More commonly, firms have attempted to encourage staff back to the office by offering incentives such as free breakfasts and lunches, complimentary gym passes and childcare facilities. These can help to both offset some of the costs associated with office attendance and support employee wellbeing. There is also the potential for enhanced versions of some incentives to be offered on Mondays and Fridays, to help draw people into the office on these quieter days.

Attractive and stimulating working environments may also be key to boosting office attendance. Research recently published by Brookfield found that staff are considerably more likely to prefer office work to home working when they have access to office spaces that are enriched by art, culture and wellness facilities, rather than more basic ‘lean offices’. This is supporting the continued flight to quality currently being seen in office occupier markets.

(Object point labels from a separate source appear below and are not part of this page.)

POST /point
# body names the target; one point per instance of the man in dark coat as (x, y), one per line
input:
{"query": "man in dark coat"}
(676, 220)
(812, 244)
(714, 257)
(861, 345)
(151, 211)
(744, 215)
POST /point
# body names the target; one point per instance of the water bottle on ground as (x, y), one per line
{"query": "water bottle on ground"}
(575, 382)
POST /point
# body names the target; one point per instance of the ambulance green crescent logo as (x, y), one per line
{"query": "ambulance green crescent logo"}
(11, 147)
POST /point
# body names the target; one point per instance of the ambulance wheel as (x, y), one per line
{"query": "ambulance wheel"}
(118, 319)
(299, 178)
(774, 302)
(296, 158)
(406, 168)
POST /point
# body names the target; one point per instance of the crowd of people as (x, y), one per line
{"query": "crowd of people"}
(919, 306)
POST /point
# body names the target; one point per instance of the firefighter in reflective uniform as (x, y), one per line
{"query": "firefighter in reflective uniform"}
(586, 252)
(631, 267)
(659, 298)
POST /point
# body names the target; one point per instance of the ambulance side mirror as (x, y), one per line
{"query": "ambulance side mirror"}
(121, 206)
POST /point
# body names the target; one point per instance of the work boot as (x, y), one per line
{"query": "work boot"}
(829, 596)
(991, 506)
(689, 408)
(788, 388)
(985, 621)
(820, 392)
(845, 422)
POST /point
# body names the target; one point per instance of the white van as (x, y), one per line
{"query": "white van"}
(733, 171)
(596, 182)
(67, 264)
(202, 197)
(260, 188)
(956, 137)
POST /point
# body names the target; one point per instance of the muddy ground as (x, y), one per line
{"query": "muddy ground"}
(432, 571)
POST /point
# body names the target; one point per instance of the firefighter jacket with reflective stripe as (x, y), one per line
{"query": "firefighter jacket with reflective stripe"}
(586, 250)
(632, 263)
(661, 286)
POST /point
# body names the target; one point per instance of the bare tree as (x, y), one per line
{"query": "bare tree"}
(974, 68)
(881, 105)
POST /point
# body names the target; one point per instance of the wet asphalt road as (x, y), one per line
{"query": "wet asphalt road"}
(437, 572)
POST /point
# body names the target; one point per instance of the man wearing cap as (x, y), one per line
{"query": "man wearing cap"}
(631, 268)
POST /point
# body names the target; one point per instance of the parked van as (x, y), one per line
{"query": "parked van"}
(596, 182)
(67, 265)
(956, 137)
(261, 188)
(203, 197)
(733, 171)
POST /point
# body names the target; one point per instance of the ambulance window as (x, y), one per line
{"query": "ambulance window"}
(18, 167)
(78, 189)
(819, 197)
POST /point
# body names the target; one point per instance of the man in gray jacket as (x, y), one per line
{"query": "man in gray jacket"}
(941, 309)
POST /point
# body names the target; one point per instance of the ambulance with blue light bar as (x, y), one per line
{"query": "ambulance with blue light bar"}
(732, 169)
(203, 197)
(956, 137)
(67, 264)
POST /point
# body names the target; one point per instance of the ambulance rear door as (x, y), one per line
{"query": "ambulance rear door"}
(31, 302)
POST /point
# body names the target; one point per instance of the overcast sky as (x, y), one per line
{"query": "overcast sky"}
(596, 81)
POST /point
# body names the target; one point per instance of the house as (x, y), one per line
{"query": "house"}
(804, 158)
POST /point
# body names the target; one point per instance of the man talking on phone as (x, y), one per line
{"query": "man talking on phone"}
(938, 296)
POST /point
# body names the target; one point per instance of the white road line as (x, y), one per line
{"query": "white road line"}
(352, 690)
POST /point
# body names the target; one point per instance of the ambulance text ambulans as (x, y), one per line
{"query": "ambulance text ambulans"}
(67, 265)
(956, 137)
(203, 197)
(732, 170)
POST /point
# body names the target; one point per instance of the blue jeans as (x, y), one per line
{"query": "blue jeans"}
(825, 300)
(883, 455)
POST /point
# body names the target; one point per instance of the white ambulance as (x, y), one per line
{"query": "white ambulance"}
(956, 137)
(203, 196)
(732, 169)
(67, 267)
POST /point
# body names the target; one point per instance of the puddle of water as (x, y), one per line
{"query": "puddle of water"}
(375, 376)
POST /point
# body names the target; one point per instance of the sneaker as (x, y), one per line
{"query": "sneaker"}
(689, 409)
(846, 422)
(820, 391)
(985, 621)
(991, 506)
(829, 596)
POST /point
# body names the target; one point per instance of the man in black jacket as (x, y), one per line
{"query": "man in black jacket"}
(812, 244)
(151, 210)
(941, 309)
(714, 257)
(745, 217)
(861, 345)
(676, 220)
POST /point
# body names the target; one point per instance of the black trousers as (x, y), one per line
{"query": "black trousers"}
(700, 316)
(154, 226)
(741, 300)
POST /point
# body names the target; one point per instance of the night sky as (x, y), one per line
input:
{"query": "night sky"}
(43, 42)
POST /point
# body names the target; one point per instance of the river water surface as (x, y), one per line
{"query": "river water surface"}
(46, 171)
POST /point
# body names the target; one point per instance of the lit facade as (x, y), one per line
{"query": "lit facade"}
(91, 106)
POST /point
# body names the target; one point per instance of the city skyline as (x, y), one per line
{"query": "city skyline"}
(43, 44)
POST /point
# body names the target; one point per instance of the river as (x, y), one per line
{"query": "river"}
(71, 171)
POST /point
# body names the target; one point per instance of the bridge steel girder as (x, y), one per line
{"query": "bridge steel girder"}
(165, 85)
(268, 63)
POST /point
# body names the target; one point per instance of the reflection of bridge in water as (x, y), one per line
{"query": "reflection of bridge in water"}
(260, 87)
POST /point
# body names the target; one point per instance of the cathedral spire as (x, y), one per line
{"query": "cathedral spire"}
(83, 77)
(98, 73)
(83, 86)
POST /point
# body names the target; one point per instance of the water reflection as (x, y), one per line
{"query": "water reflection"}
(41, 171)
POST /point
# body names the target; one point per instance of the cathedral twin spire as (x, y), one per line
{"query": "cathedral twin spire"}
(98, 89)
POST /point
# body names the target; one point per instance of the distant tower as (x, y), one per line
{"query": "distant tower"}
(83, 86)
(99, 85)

Brookfield’s research suggests that the social aspect of the office can be a key attraction, particularly for younger workers. Offices support face-to-face social and work interactions that simply aren’t possible in the home. To take advantage of this, occupiers could look to reconfigure offices to provide a greater variety of collaborative working spaces, or to arrange regular social or team building events. Scheduling such events for Mondays or Fridays is one way of ensuring that offices are in use on these days.

RETHINKING OFFICES

Nearly all office occupiers will need to embrace hybrid working to some extent and adjust their office footprints to meet changed requirements. The unique feature of the post-pandemic period is that requirements are likely to vary across the week on a larger scale than has ever been seen before.

For occupiers in regional UK cities seeking to bring workers back to the office in greater numbers, commuting times may be a less significant obstacle than they are in London. To build on this advantage, firms will also need to provide attractive office environments that workers actively choose to come to in preference to the home.